GithubHelp home page GithubHelp logo

bluecast's Introduction

BlueCast

codecov Codecov workflow pre-commit Code style: black Checked with mypy pydocstyle Documentation Status PyPI version Optuna python python PRs Welcome

BlueCast

A lightweight and fast auto-ml library, that helps data scientists tackling real world problems from EDA to model explainability and even uncertainty quantification. BlueCast focuses on a few model architectures (on default Xgboost only) and a few preprocessing options (only what is needed for Xgboost). This allows for a much faster development cycle and a much more stable codebase while also having as few dependencies as possible for the library. Despite being lightweight in its core BlueCast offers high customization options for advanced users. Find the full documentation here.

Here you can see our test coverage in more detail:

Codecov sunburst

Philosophy

There are plenty of excellent automl solutions available. With BlueCast we don't follow the usual path ("Give me your data, we return the best model ensemble out of X algorithms"), but have the real world data scientist in mind. Our philosophy can be summarized as such:

  • automl should not be a black box
  • automl shall be a help rather than a replacement
  • automl shall not be a closed system
  • automl should be easy to install
  • explainability over another after comma digit in precision
  • real world value over pure performance

We support our users with an end-to-end toolkit, allowing fast and rich EDA, modelling at highest convenience, explainability, evaluation and even uncertainty quantification.

What BlueCast has to offer

Basic usage

from bluecast.blueprints.cast import BlueCast

automl = BlueCast(
        class_problem="binary",
    )

automl.fit(df_train, target_col="target")
y_probs, y_classes = automl.predict(df_val)
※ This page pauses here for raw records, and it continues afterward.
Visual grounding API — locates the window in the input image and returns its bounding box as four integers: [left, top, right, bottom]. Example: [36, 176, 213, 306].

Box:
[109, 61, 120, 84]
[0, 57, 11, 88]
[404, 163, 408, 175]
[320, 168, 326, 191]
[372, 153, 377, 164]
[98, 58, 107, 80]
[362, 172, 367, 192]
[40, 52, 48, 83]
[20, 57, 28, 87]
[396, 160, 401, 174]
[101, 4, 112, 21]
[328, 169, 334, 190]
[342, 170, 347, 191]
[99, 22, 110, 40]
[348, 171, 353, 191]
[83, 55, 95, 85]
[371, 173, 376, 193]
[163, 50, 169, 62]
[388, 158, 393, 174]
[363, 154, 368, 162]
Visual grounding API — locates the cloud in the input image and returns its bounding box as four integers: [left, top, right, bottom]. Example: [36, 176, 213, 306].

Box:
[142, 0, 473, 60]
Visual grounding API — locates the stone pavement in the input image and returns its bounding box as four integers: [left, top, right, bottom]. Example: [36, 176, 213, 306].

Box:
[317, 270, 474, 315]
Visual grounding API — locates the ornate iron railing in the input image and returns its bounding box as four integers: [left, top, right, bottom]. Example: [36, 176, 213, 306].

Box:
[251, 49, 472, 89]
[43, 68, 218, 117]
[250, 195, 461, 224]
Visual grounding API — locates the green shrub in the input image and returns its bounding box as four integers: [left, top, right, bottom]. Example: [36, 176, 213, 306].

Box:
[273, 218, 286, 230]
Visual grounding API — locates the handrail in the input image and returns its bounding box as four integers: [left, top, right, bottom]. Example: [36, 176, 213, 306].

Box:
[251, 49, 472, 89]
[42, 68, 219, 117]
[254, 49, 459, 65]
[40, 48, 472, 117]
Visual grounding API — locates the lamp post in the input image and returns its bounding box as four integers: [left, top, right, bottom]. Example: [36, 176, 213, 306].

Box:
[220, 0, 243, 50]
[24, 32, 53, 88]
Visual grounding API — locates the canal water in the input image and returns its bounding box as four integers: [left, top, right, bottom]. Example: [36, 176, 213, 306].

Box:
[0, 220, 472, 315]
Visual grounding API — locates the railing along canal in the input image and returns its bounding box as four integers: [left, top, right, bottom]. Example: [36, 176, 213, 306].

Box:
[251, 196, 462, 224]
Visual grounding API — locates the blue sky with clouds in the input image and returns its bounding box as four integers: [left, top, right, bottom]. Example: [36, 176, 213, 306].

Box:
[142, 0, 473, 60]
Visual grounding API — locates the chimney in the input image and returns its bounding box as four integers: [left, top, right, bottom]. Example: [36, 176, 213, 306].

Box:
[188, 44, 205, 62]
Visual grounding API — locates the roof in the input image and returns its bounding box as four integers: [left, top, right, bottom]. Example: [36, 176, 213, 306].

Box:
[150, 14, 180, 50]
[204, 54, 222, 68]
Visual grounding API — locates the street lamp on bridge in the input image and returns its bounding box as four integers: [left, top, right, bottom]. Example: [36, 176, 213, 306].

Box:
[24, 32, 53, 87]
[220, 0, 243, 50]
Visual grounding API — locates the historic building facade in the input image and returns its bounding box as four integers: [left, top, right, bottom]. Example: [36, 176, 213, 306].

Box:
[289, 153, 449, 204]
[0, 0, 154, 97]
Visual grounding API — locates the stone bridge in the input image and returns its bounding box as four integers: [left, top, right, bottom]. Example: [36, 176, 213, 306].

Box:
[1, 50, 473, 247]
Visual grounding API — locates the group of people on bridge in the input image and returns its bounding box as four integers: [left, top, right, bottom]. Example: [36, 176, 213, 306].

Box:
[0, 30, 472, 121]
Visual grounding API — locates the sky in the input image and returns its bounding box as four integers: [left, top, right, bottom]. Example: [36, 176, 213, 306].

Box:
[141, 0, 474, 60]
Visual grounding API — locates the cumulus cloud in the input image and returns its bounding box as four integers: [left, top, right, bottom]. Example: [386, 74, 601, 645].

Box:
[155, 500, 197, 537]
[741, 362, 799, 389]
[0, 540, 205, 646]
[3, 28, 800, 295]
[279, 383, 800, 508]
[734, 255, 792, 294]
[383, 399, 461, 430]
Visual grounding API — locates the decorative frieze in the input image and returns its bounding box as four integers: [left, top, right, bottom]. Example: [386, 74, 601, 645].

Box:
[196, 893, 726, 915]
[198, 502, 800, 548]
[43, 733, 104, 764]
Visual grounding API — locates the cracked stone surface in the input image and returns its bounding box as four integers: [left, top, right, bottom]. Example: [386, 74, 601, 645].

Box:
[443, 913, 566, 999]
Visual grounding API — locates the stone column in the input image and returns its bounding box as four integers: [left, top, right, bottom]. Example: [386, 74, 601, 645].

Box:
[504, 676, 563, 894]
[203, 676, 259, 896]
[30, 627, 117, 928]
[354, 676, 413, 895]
# from version 0.95 also predict_proba is directly available (also for BlueCastCV)
y_probs = automl.predict_proba(df_val)

Convenience features

Despite being a lightweight library, BlueCast also includes some convenience with the following features:

  • rich library of EDA functions to visualize and understand the data
  • plenty of customization options via an open API
  • inbuilt uncertainty quantification framework (conformal prediction)
  • hyperparameter tuning (with lots of customization available)
  • automatic feature type detection and casting
  • automatic DataFrame schema detection: checks if unseen data has new or missing columns
  • categorical feature encoding (target encoding or directly in Xgboost)
  • datetime feature encoding
  • automated GPU availability check and usage for Xgboost a fit_eval method to fit a model and evaluate it on a validation set to mimic production environment reality
  • functions to save and load a trained pipeline
  • shapley values
  • ROC AUC curve & lift chart
  • warnings for potential misconfigurations

The fit_eval method can be used like this:

from bluecast.blueprints.cast import BlueCast

automl = BlueCast(
        class_problem="binary",
    )

automl.fit_eval(df_train, df_eval, y_eval, target_col="target")
y_probs, y_classes = automl.predict(df_val)
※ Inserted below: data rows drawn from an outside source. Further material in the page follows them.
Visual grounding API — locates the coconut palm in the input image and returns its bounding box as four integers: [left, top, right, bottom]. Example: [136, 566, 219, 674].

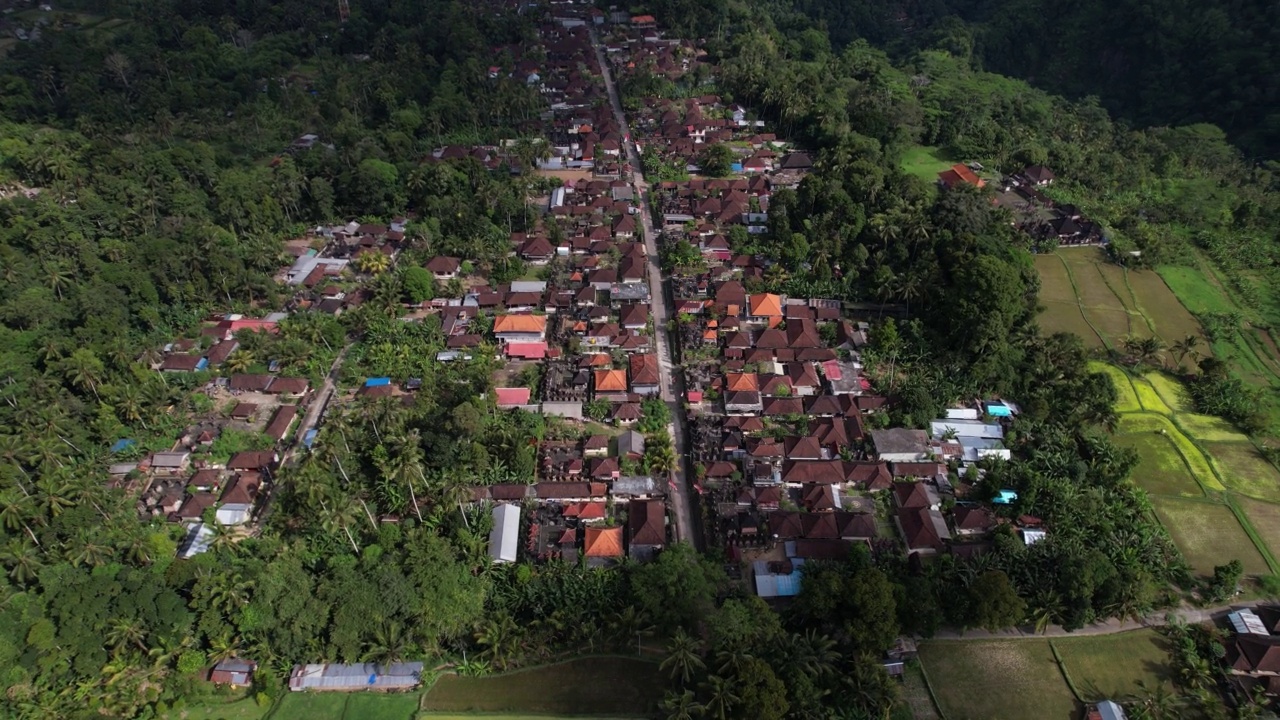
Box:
[660, 627, 705, 685]
[661, 690, 703, 720]
[476, 614, 521, 670]
[700, 675, 740, 720]
[355, 250, 391, 275]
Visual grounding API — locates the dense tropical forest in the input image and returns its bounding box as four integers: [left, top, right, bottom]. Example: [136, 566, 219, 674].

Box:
[0, 0, 1279, 717]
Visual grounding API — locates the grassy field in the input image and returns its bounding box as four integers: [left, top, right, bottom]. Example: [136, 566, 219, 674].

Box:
[918, 631, 1173, 720]
[420, 658, 663, 717]
[1152, 497, 1269, 575]
[1206, 442, 1280, 502]
[1114, 432, 1203, 497]
[1037, 249, 1208, 365]
[1095, 365, 1280, 576]
[161, 698, 265, 720]
[271, 693, 351, 720]
[900, 145, 953, 183]
[919, 639, 1078, 720]
[1050, 632, 1173, 700]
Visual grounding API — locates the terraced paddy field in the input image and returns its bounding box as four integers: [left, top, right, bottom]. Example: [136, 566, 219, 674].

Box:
[1098, 364, 1276, 577]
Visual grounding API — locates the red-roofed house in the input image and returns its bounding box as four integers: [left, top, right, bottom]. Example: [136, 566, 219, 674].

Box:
[495, 388, 532, 407]
[504, 342, 548, 360]
[938, 164, 986, 189]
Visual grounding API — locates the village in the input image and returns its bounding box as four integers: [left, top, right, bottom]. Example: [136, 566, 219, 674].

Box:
[89, 4, 1268, 711]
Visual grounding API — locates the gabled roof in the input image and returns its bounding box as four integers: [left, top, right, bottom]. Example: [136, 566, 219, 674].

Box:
[629, 353, 660, 386]
[725, 372, 759, 392]
[584, 526, 624, 557]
It is important to note that df_train contains the target column while df_eval does not. The target column is passed separately as y_eval.

Kaggle competition results and example notebooks

Even though BlueCast has been designed to be a lightweight automl framework, it still offers the possibilities to reach very good performance. We tested BlueCast in Kaggle competitions to showcase the libraries capabilities feature- and performance-wise.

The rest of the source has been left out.